All the valiant men arose, and went all night, and took the body of Saul and the bodies of his sons from the wall of Beth-shan, and came to Jabesh, and burnt them there. 

And they took their bones, and buried them” (1 Sam 31:11-13).

Aphek

Aerial view of Aphek/Antipatris
Aphek is mentioned in 1 Sam. 4:1 as the site of the Philistine camp as they prepared for battle against Israel.

This was in the last days of Eli’s tenure as High Priest and Judge of Israel.

In the New Testament this location was known as Antipatris, and is mentioned in Acts 23.

When the Roman commander Claudius Lysias became aware of an assassination plot to kill the Apostle Paul in Jerusalem, he order a military escort of Paul to Caesarea.

This was for Paul’s own protection.

The commander was thorough: two centurions were commanded to prepare 200 soldiers, 200 spearmen, and 70 horsemen.

The Roman militia departed at 9:00 PM (Acts 23:23).

On the way to Caesarea, the governor’s residence, they went through Antipatris:

“Then the soldiers, as they were commanded, took Paul and brought him by night to Antipatris” (v.31).

The next day the horsemen went on with Paul to his destination, whereas the soldiers returned to the barracks (v.32) at Jerusalem.

In Samuel 29:1 the Philistines used Aphek as a place to muster their troops against Israel.

Previously they had gathered at this same location just before they had routed the army of Israel.

The precise location of Aphek is somewhat problematic because the numerous places that share this or a very similar name.

Aphek is mentioned eight times in the Old Testament(nine if we include the place called Aphekah in Josh 15:53), and the scholarly consensus is that there are four distinct locations so designated:

* Josh 19:29-30 refers to a town within the tribal allotment of Asher.

* 1 Kgs 20:26,30 and 2 Kgs 13:17 speak of a town Aram (Syria), north of Israel.
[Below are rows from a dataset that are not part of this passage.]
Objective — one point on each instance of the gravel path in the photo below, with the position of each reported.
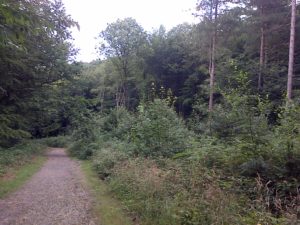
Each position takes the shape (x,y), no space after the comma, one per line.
(53,196)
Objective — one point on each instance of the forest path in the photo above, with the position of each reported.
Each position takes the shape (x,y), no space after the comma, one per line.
(53,196)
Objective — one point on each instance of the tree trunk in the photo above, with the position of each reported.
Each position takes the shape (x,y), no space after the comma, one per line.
(212,67)
(262,51)
(291,51)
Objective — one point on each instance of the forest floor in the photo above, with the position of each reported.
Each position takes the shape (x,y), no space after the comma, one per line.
(55,195)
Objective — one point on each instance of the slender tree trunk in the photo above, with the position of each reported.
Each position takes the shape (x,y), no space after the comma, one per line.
(213,54)
(291,51)
(262,51)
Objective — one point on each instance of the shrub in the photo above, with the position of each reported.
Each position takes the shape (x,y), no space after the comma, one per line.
(158,131)
(19,154)
(56,142)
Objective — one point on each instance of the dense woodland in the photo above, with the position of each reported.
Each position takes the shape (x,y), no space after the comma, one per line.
(199,124)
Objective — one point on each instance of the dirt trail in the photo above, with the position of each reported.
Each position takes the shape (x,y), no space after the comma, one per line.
(53,196)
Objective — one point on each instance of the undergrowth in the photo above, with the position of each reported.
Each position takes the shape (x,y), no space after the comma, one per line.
(166,174)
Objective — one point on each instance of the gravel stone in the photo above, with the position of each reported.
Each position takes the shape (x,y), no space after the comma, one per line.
(53,196)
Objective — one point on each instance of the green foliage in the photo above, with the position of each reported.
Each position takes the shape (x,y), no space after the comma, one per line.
(158,131)
(32,59)
(19,155)
(56,142)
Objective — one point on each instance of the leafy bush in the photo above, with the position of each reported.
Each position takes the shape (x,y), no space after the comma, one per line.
(159,131)
(56,142)
(19,154)
(105,160)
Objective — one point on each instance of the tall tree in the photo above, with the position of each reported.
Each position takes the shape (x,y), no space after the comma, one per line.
(122,41)
(291,50)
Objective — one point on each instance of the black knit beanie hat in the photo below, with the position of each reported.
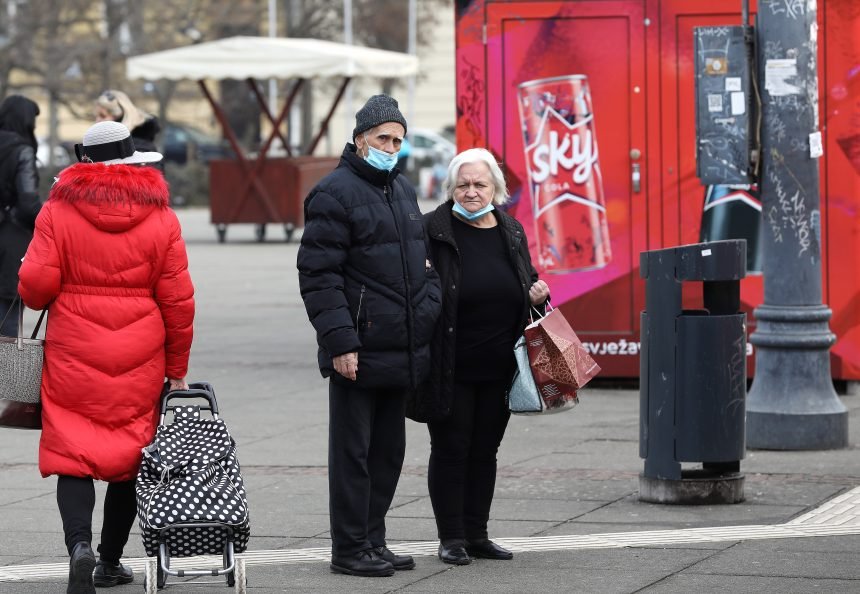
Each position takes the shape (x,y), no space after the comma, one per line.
(379,109)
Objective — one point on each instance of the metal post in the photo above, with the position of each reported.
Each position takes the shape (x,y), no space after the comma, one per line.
(412,50)
(792,404)
(273,32)
(349,112)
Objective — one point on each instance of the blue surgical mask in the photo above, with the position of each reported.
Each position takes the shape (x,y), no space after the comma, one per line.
(471,216)
(380,159)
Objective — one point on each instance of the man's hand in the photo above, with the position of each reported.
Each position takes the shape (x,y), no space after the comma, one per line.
(346,365)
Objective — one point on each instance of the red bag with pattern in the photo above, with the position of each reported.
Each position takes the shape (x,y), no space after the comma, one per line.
(560,364)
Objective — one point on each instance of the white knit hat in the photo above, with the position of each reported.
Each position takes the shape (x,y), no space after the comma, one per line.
(110,143)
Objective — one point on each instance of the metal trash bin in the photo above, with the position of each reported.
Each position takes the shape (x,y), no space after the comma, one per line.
(693,375)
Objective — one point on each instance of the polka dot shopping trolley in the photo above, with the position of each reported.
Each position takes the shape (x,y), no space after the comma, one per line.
(190,494)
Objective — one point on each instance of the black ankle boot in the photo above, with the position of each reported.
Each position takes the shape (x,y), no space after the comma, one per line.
(81,566)
(108,575)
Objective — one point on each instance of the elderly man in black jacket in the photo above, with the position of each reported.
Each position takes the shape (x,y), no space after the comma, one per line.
(19,198)
(373,299)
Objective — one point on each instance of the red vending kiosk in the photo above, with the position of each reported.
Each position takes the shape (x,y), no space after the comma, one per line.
(590,107)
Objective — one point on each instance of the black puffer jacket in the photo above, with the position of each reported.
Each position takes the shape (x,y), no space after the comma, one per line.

* Josh 13:4 speaks of another Aphek that most likely served as the northern bor­der of the land of Canaan.

* The fourth Aphek was located in the Sharon plain. This may be the Aphek of Josh 12:18 and is most likely the Aphek of 1 Sam 4 and 29.
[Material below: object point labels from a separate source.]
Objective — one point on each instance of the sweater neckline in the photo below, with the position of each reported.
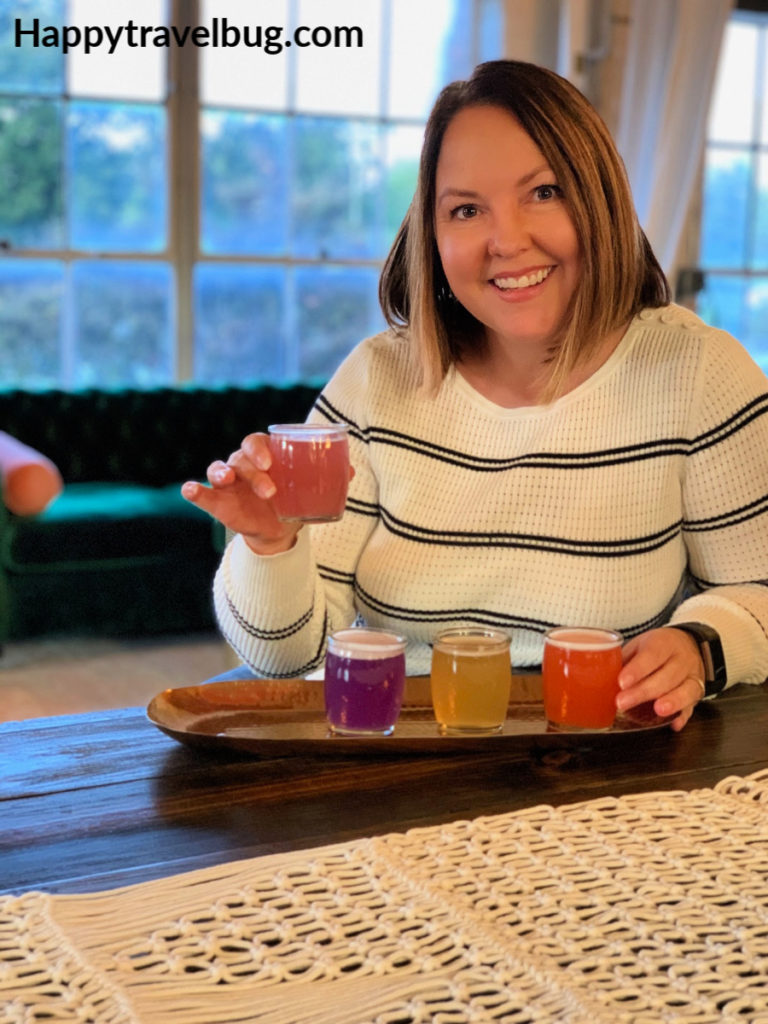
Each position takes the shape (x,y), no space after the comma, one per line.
(459,383)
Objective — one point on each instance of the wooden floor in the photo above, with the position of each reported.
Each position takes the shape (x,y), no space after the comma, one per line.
(67,676)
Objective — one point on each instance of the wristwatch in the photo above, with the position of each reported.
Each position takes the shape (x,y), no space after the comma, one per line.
(711,649)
Tel Ras el-Ain, northeast of Joppa at the source of the Yarkon River, is assumed to be the modern location for the fourth Aphek.
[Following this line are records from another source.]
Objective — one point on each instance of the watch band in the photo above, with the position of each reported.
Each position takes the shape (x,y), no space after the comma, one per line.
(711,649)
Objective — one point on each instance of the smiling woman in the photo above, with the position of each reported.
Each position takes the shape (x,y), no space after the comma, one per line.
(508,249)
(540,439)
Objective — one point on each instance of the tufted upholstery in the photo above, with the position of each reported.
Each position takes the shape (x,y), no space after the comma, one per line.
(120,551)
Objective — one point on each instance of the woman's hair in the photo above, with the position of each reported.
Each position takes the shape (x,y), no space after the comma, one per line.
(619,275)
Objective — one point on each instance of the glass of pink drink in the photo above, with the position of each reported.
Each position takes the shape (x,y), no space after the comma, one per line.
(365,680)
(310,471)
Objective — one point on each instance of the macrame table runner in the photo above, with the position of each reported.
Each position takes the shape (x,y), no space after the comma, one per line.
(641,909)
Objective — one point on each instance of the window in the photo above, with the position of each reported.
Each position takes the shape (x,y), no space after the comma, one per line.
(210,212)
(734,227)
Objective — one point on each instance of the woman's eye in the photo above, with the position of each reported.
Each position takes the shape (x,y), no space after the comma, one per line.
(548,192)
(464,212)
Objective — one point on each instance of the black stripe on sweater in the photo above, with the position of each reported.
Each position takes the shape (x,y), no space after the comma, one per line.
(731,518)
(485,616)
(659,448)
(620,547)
Its relative proximity to Philistine territory con­firms the likelihood that this is the town in­tended in 1 Sam 29.

This Aphek is attested in Egyptian sources from the 15th century B.C. in a topographical listing of place names (possibly of the cities taken in a military cam­paign or in an itinerary from Thutmose III, as well as in an account of Amenhotep II’s second military campaign® the region.

In 1 Sam 28:4 the Philistine army was encamped at Shunem, near En Dor, the Val­ley of Jezreel and Mount Gilboa (the location of Saul’s death).

It is most likely that the reference to Aphek in chapter 29 indicates that the events of this chapter actually preceded those of 28:3-25.

Aphek would have been a natural staging area for the Philistine push northward to meet the Israelite forces at Jezreel.

In addition to being the most logical reconstruction of Philistine troop movements, such a reading does no violence to the Biblical portrayal of events in chapters 28-31.

The author evidently used a  thematic, rather than a strictly  chronological, arrangement to structure this account.